Sedangkan shalat sunnah sebelum shalat Jum'at terdapat dua kemungkinan. Pertama, shalat sunnah mutlak, hukumnya sunnah. Waktu pelaksanannya berakhir pada saat imam memulai khutbah.

Kedua, shalat sunnah qabliyyah Jum'at. Para ulama berbeda pendapat tentang shalat sunnah qabliyyah Juma’at. Pertama, shalat qabliyyah Jum’ah dianjurkan untuk dilaksanakan (sunnah). Pendapat ini di kemukakan oleh Imam Abu Hanifah, Syafi'iyyah (menurut pendapat yang dalilnya lebih tegas) dan pendapat Hanabilah dalam riwayat yang tidak masyhur. Kedua, shalat qabliyyah Jum’at tidak disunnahkan menurut pendapat Imam Malik, sebagian Hanabilah dalam riwayat yang masyhur

Adapun dalil yang menyatakan dianjurkannya sholat sunnah qabliyah Jum'at: Hadist Rasulullah SAW

مَا صَحَّحَهُ ابْنُ حِبَّانٍ مِنْ حَدِيْثِ عَبْدِاللهِ بْنِ الزُّبَيْرِ "مَا مِنْ صَلاَةٍ مَفْرُوْضَةٍ إِلاَّ وَبَيْنَ يَدَيْهَا رَكْعَتَانِ

"Semua shalat fardlu itu pasti diikuti oleh shalat sunnat qabliyah dua rakaat". (HR.Ibnu Hibban yang telah dianggap shohih dari hadist Abdullah Bin Zubair). Hadist ini secara umum menerangkan adanya shalat sunnah qabliyah tanpa terkecuali shalat Jum'at.

Hadist Rasulullah SAW

وَعَنْ أَبِي هُرَيْرَةَ رَضِيَ اللهُ عَنْهُ قَالَ جَاءَ سُلَيْكٌ الغَطَفَانِيُّ وَرَسُوْلُ اللهِ صَلَّى اللهُ عَلَيْهِ وَسَلَّمَ يَخْطُبُ فَقَالَ لَهُ النَّبِيُّ صَلَّى الله ُعَلَيْهِ وَسَلَّمَ أَصَلَّيْتَ رَكْعَتَيْنِ قَبْلَ أَنْ تَجِيْءَ؟ قاَلَ لاَ. قَالَ فَصَلِّ رَكْعَتَيْنِ وَتَجَوَّزْ فِيْهِمَا. سنن ابن ماجه

"Diriwayatkan dari Abi Hurairah r.a. berkata: Sulayk al Ghathafani datang (ke masjid), sedangkan Rasulullah saw sedang berkhuthbah. Lalu Nabi SAW bertanya: Apakah kamu sudah shalat sebelum datang ke sini? Sulayk menjawab: Belum. Nabi SAW bersabda: Shalatlah dua raka’at dan ringankan saja (jangan membaca surat panjang-panjang)” (Sunan Ibn Majah: 1104).

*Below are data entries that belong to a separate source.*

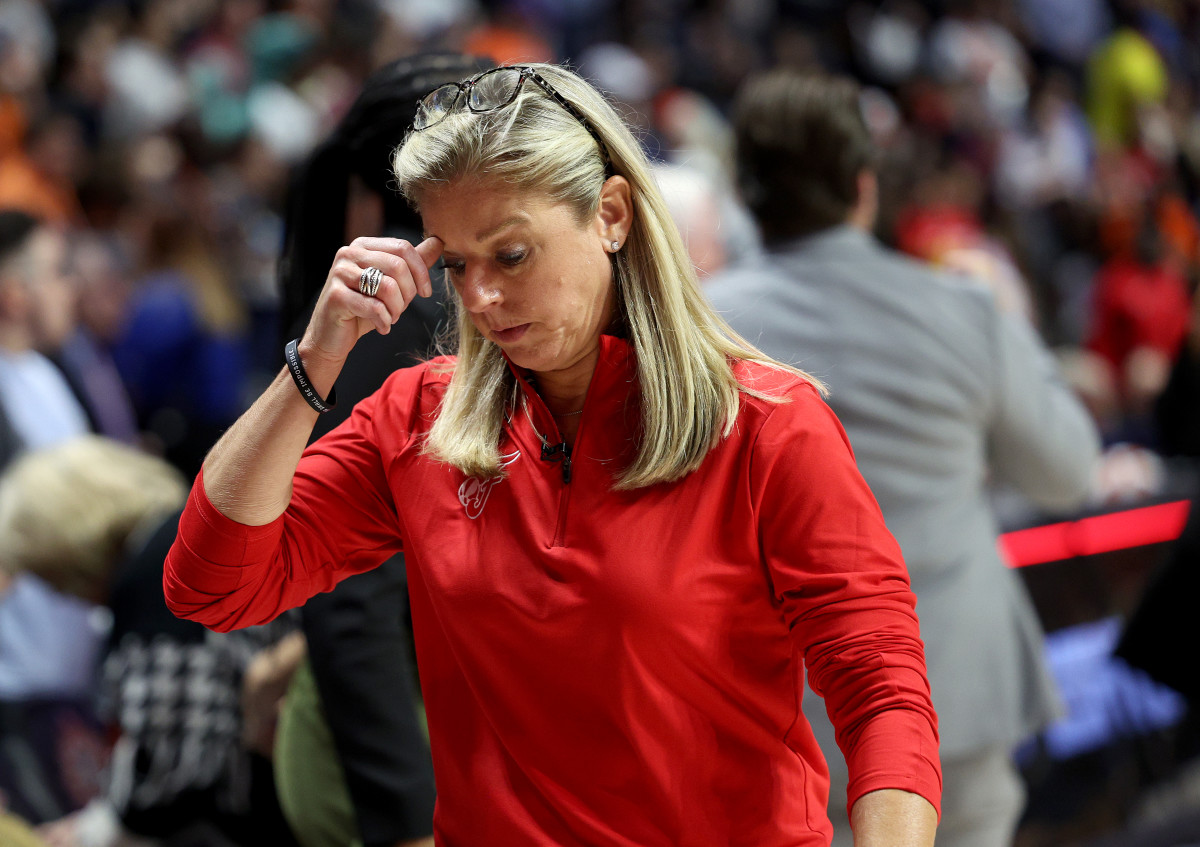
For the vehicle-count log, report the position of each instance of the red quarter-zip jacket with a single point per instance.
(599, 667)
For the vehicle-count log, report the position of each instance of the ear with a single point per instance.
(615, 214)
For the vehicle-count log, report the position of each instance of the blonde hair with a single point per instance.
(69, 511)
(683, 348)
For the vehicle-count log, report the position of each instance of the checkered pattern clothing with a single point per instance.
(178, 707)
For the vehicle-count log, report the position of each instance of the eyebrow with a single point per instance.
(513, 220)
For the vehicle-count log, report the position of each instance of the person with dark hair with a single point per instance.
(628, 532)
(941, 394)
(355, 690)
(48, 641)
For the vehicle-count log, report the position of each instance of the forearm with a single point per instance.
(893, 818)
(247, 475)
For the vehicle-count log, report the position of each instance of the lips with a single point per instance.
(510, 335)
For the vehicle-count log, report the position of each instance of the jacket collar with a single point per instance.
(611, 414)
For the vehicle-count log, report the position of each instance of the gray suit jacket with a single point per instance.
(940, 394)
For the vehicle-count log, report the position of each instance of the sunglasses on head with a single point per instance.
(489, 91)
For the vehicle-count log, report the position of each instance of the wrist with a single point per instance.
(312, 379)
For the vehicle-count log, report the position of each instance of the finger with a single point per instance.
(399, 258)
(397, 287)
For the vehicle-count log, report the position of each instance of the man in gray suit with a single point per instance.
(941, 394)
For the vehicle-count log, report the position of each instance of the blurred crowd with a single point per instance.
(1048, 146)
(1051, 146)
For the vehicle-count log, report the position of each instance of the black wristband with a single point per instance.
(295, 367)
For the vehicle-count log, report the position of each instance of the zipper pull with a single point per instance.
(558, 452)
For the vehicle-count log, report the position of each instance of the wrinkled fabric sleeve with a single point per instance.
(843, 587)
(341, 521)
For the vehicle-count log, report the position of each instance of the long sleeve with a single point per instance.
(840, 578)
(341, 521)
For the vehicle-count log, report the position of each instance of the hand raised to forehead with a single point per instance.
(345, 312)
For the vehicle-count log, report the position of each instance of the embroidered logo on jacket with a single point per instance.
(473, 492)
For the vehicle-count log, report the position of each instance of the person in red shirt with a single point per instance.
(628, 532)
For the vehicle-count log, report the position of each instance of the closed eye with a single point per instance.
(511, 258)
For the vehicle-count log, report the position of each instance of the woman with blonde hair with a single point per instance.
(95, 517)
(628, 532)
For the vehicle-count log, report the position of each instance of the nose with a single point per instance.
(480, 292)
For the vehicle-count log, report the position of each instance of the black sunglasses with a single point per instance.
(489, 91)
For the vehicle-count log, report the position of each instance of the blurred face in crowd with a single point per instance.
(52, 289)
(36, 293)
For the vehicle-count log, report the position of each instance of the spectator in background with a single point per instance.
(94, 518)
(48, 642)
(83, 352)
(1138, 324)
(941, 392)
(183, 347)
(41, 176)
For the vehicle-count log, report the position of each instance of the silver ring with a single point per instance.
(370, 280)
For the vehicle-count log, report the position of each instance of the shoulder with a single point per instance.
(779, 402)
(409, 397)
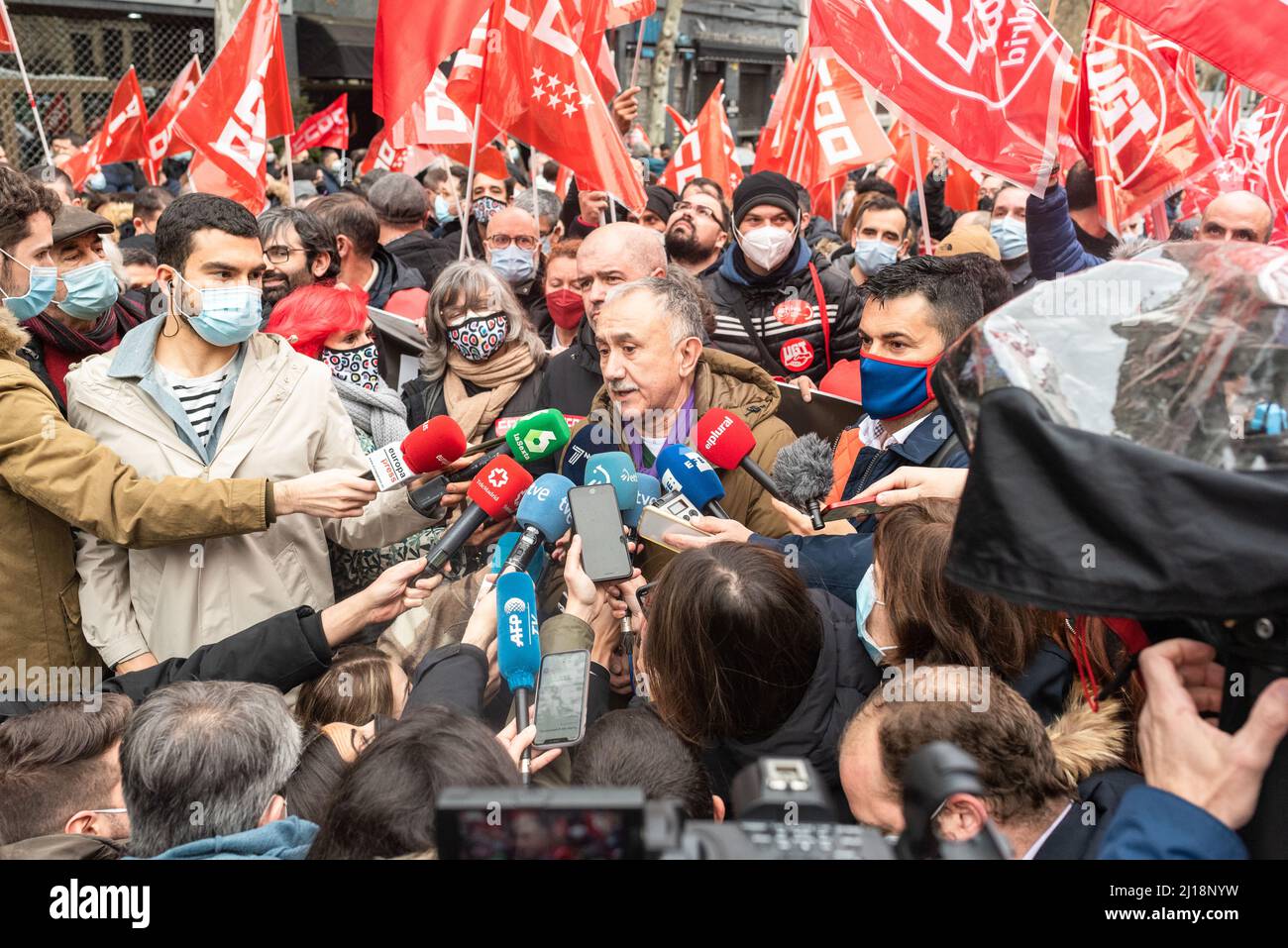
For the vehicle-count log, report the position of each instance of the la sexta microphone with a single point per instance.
(430, 447)
(545, 515)
(493, 493)
(804, 475)
(686, 471)
(726, 441)
(518, 648)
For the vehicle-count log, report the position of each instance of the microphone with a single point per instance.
(686, 471)
(493, 493)
(518, 648)
(649, 489)
(803, 473)
(726, 442)
(545, 515)
(430, 447)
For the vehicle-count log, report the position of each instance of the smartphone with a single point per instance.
(595, 518)
(850, 509)
(656, 523)
(563, 685)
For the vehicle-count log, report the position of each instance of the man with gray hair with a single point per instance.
(402, 206)
(202, 767)
(658, 380)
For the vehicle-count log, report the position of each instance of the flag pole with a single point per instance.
(921, 187)
(26, 84)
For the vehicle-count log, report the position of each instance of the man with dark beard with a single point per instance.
(697, 232)
(299, 250)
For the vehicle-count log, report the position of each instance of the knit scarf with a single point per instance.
(498, 376)
(380, 414)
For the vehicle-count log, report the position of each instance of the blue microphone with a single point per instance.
(686, 471)
(518, 648)
(544, 514)
(649, 489)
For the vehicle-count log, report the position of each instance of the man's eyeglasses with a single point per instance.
(282, 254)
(501, 241)
(696, 207)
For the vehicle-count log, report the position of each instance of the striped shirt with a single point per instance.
(197, 395)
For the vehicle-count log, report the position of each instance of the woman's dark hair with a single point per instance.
(936, 621)
(309, 791)
(732, 644)
(353, 689)
(384, 805)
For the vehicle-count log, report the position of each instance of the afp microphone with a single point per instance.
(726, 442)
(494, 493)
(686, 471)
(545, 515)
(518, 648)
(430, 447)
(804, 475)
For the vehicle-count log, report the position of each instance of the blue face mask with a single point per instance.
(90, 290)
(1012, 236)
(872, 257)
(864, 599)
(40, 291)
(892, 389)
(442, 210)
(514, 264)
(230, 314)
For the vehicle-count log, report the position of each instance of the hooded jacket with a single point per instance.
(53, 478)
(785, 348)
(842, 679)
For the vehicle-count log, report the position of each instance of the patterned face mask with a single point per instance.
(480, 337)
(357, 366)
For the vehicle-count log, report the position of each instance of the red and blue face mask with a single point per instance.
(893, 388)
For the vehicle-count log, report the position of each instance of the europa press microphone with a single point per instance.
(544, 515)
(686, 471)
(494, 493)
(430, 447)
(518, 649)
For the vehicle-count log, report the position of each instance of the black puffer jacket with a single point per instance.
(781, 348)
(842, 679)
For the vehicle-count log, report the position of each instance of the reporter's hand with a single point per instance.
(327, 494)
(1192, 758)
(515, 743)
(720, 531)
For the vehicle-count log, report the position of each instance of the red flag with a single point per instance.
(243, 102)
(1136, 119)
(412, 38)
(123, 137)
(982, 80)
(1243, 40)
(161, 140)
(537, 85)
(325, 129)
(706, 151)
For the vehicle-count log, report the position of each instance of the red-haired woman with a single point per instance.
(330, 324)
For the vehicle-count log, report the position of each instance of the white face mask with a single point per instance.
(768, 247)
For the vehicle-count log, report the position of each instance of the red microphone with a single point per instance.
(726, 441)
(430, 447)
(494, 493)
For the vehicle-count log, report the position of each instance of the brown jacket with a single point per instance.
(53, 475)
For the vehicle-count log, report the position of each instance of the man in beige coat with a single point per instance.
(54, 478)
(202, 393)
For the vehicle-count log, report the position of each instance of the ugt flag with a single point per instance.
(982, 80)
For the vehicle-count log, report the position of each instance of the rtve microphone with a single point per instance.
(494, 493)
(518, 648)
(686, 471)
(545, 515)
(726, 442)
(430, 447)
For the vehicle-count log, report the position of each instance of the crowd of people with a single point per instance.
(188, 395)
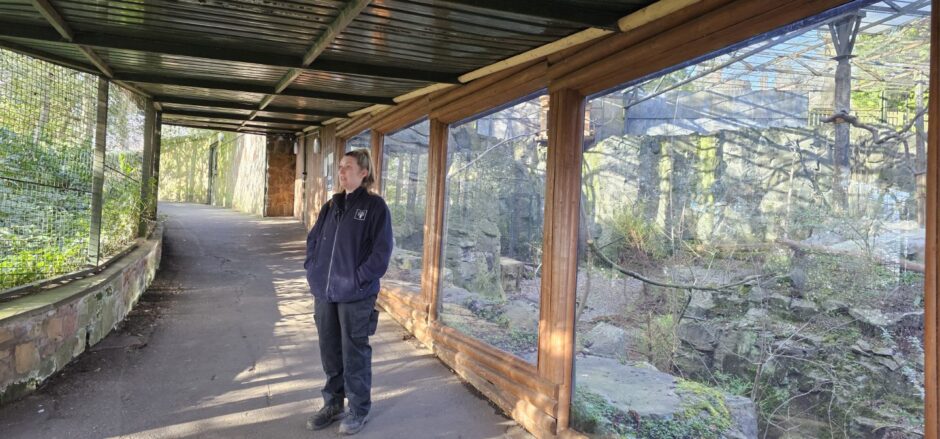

Berdasar dalil-dalin tersebut, Imam al Nawawi menegaskan dalam kitab al Majmu’ Syarh al Muhadzdzab:

فَرْعٌ فِيْ سُنَّةِ الجُمْعَةِ بَعْدَهَا وَقَبْلَهَا. تُسَنُّ قَبْلَهَا وَبَعْدَهَا صَلاَةٌ وَأَقَلُّهَا رَكْعَتَانِ قَبْلَهَا وَرَكْعَتَانِ بَعْدَهَا. وَالأَكْمَلُ أَرْبَعٌ قَبْلَهَا وَأَرْبَعٌ بَعْدَهَا

“(Cabang). Menerangkan tentang sunnah shalat Jum’at sebelumnya dan sesudahnya. Disunnahkan shalat sunnah sebelum dan sesudah shalat jum’at. Paling sedikit dua raka’at sebelum dan sesudah shalat jum’at. Namun yang paling sempurna adalah shalat sunnah empat raka’at sebelum dan sesudah shalat Jum’at”. (Al Majmu’, Juz 4: 9)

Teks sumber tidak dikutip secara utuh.